Miriam, la soeur aînée de Marjorie, a disparu un jour de mai. La fillette portait son grand imperméable jaune. La police a cherché du côté du lac. Sans rien trouver. Les semaines ont passé, avec de faux espoirs et d'épuisantes interrogations. Alors, les parents de Miriam et Marjorie ont décidé d'envoyer cette dernière chez la tante Ilse, pour l'éloigner de l'atmosphère étouffante. L'enfant ne posa aucune question lorsqu'ils ont quitté la ville en voiture, se sont arrêtés devant une maison au milieu des broussailles, à quelques pas de la mer. Un claquement de portières, un baiser, un tourbillon de corps, puis le silence. Marjorie ne parvenait pas à savoir si elle était triste. Par moments, elle ressentait même un vague soulagement, une jalousie, un agacement vis-à-vis de l'absente qui jouait les intéressantes et la privait de ses bonheurs quotidiens. Mais, surtout, elle savait que rien ne serait comme avant : « Elle se dit que c'était fichu. Ils ne seraient plus jamais drôles. C'était la faute de Miriam. »

La confusion des sentiments est au coeur du roman du Suédois Bengt Ohlsson (né en 1963), qui se place à hauteur d'enfant - qui épouse, de l'enfant, les points de vue changeants, le regard trouble sur le monde et les mensonges. Seule la tante Ilse, par ses gestes doux, sa présence, les histoires qu'elle raconte, permet à la petite fille d'ordonner ses pensées. « Il se savait des choses qu'elle-même ignorait, c'était normal ; elle se sentait alors au chaud et en sécurité, comme dans un train lorsqu'il se met doucement en branle. »

A cette situation romanes­que tendue s'ajoute le poids d'une nature sensuelle et inquiétante. le printemps et l'été ne sont pas des saisons douces pour Bengt Ohlsson. La mer est impétueuse, la pluie tombe brus­quement et l'eau devient vite une menace pour qui s'aventure trop loin sur la plage.

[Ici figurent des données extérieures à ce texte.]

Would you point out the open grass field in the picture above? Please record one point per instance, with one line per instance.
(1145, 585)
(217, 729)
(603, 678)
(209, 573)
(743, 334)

Subtilement, l'écrivain joue avec les codes du roman noir : une disparition mystérieuse, une maison isolée, une enquête policière, des interrogatoires. Mais il refuse d'apporter la solution qui rassure. A l'instar de Marjorie, le lecteur devra accepter les non-dits et les mystères, sans chercher à les expliquer logiquement. La force et l'innovation de ce neuvième roman d'un auteur inconnu en France - mais couvert de prix en Suède - sont dans ce mouvement quasi maritime, ces allers-retours entre la lucidité et le doute, l'indifférence et l'acceptation. Porté par une écriture descriptive sans mièvrerie et une construction pointilliste, Syster est un très beau roman de formation. Il refuse de juger les faits et les pensées, pour laisser affleurer les contradictions humaines, celles qui mènent plus tard à une forme d'apaisement. (Télérama TTT).